# XML example and exercise
****
+ study examples of accessing nodes in XML tree structure  
+ work on exercise to be completed and submitted
****
+ reference: https://docs.python.org/2.7/library/xml.etree.elementtree.html
+ data source: http://www.dbis.informatik.uni-goettingen.de/Mondial
****

In [1]:
from xml.etree import ElementTree as ET

## XML example

+ for details about tree traversal and iterators, see https://docs.python.org/2.7/library/xml.etree.elementtree.html

In [2]:
document_tree = ET.parse( './data/mondial_database_less.xml' )

In [3]:
# print names of all countries
for child in document_tree.getroot():
    print child.find('name').text

Albania
Greece
Macedonia
Serbia
Montenegro
Kosovo
Andorra


In [4]:
# print names of all countries and their cities
for element in document_tree.iterfind('country'):
    print '* ' + element.find('name').text + ':',
    capitals_string = ''
    for subelement in element.getiterator('city'):
        capitals_string += subelement.find('name').text + ', '
    print capitals_string[:-2]

* Albania: Tirana, Shkodër, Durrës, Vlorë, Elbasan, Korçë
* Greece: Komotini, Kavala, Athina, Peiraias, Peristeri, Acharnes, Patra, Kozani, Kerkyra, Ioannina, Thessaloniki, Iraklio, Chania, Ermoupoli, Rhodes, Tripoli, Lamia, Chalkida, Larissa, Volos, Mytilini, Karyes
* Macedonia: Skopje, Kumanovo
* Serbia: Beograd, Novi Sad, Niš
* Montenegro: Podgorica
* Kosovo: Prishtine
* Andorra: Andorra la Vella


****
## XML exercise

Using data in 'data/mondial_database.xml', the examples above, and refering to https://docs.python.org/2.7/library/xml.etree.elementtree.html, find

1. 10 countries with the lowest infant mortality rates
2. 10 cities with the largest population
3. 10 ethnic groups with the largest overall populations (sum of best/latest estimates over all countries)
4. name and country of a) longest river, b) largest lake and c) airport at highest elevation

In [5]:
doc = ET.parse( './data/mondial_database.xml' )

In [6]:
countrybabydeath = {}
for element in doc.getiterator('country'):
    countrybabydeath[element.findtext('name')]=element.findtext('infant_mortality')

In [7]:
import pandas as pd
df = pd.DataFrame.from_dict(countrybabydeath,  orient='index', dtype='float')
df.columns = ['infant_mortality']

In [8]:
df.sort('infant_mortality', ascending=True).head(10)

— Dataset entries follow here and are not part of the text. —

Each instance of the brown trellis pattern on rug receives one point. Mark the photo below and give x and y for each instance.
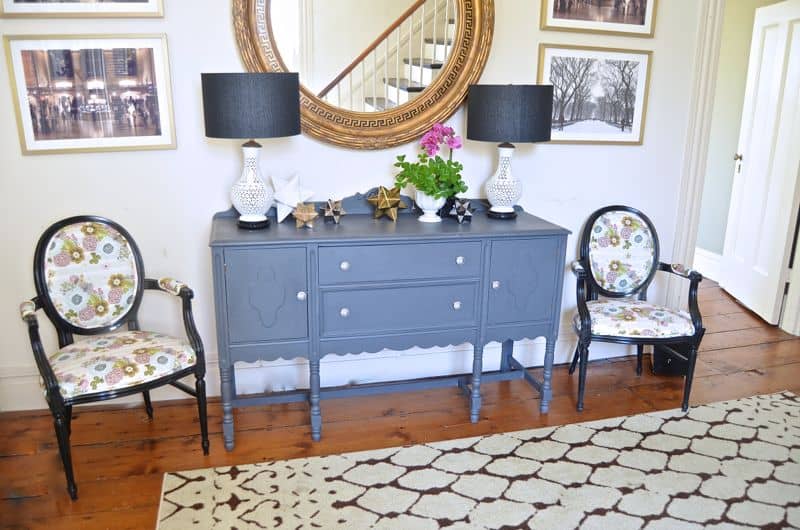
(734, 464)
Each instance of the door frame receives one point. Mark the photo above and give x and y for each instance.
(706, 60)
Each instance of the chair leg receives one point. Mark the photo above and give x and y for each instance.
(68, 417)
(639, 353)
(574, 362)
(148, 405)
(687, 386)
(200, 388)
(584, 360)
(61, 424)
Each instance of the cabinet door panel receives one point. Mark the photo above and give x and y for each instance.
(522, 283)
(263, 287)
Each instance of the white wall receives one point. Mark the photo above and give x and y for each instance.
(166, 198)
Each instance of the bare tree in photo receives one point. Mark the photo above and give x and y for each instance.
(619, 81)
(572, 78)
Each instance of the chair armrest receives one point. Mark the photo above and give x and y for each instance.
(180, 289)
(578, 269)
(680, 270)
(27, 311)
(694, 278)
(580, 295)
(171, 285)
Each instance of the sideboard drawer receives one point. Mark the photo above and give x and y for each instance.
(370, 263)
(372, 311)
(267, 292)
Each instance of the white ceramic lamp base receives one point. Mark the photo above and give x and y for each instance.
(250, 195)
(502, 189)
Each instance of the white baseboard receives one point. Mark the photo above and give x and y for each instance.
(707, 263)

  if __name__ == '__main__':


Unnamed: 0,infant_mortality
Monaco,1.81
Japan,2.13
Norway,2.48
Bermuda,2.48
Singapore,2.53
Sweden,2.6
Czech Republic,2.63
Hong Kong,2.73
Macao,3.13
Iceland,3.15


In [9]:
citypop = {}
for element in doc.getiterator('country'):
    for subelement in element.getiterator('city'):
        citypop[subelement.findtext('name')]=subelement.findtext('population[@year="2011"]')

In [10]:
df2 = pd.DataFrame.from_dict(citypop,  orient='index', dtype='float')
df2.columns = ['population']

In [11]:
df2.sort('population', ascending=False).head(10)

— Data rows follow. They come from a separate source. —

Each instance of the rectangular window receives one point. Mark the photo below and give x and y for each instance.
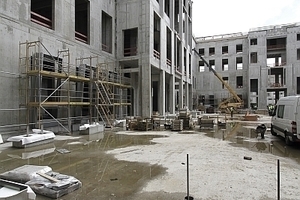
(106, 32)
(239, 82)
(201, 52)
(130, 42)
(212, 63)
(225, 79)
(239, 63)
(298, 54)
(211, 51)
(82, 20)
(201, 66)
(239, 48)
(253, 57)
(167, 7)
(224, 64)
(253, 41)
(298, 85)
(225, 50)
(280, 111)
(42, 12)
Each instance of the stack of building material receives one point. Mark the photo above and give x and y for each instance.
(205, 122)
(144, 125)
(185, 116)
(42, 180)
(177, 125)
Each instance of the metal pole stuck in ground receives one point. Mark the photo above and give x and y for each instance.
(278, 179)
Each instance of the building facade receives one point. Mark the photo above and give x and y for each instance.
(74, 61)
(261, 65)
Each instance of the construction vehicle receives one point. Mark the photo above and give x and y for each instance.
(231, 104)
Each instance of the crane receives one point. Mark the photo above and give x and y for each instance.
(233, 102)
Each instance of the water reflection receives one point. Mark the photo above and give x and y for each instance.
(242, 134)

  if __name__ == '__main__':


Unnamed: 0,population
Mumbai,12442373.0
Delhi,11034555.0
Bangalore,8443675.0
Tehran,8154051.0
Dhaka,7423137.0
Hyderabad,6731790.0
Ahmadabad,5577940.0
Luanda,5000000.0
Chennai,4646732.0
Sydney,4605992.0


In [12]:
#first make empty dict with all ethnic group as key
ethnic={}
for element in doc.getiterator('country'):
    for subelement in element.getiterator('ethnicgroup'):
        ethnic[subelement.text] = 0

#get population count for all countries
countrypop = {}
for element in doc.getiterator('country'):
    for pop in element.findall('population'):
        countrypop[element.findtext('name')]=float(pop.text)

#now population ethnic dictionary        
for element in doc.getiterator('country'):
    for subelement in element.getiterator('ethnicgroup'):
        ethnic[subelement.text] = ethnic[subelement.text] + ((float(subelement.get('percentage')) * countrypop[element.findtext('name')] )/100)

In [13]:
df3 = pd.DataFrame.from_dict(ethnic,  orient='index', dtype='float')
df3.columns = ['population']

In [14]:
df3.sort('population', ascending=False).head(10)

  if __name__ == '__main__':


Unnamed: 0,population
Han Chinese,1245059000.0
Indo-Aryan,871815600.0
European,494872200.0
African,318325100.0
Dravidian,302713700.0
Mestizo,157734400.0
Bengali,146776900.0
Russian,131857000.0
Japanese,126534200.0
Malay,121993600.0


In [15]:
doc.getiterator('river')[0].getchildren()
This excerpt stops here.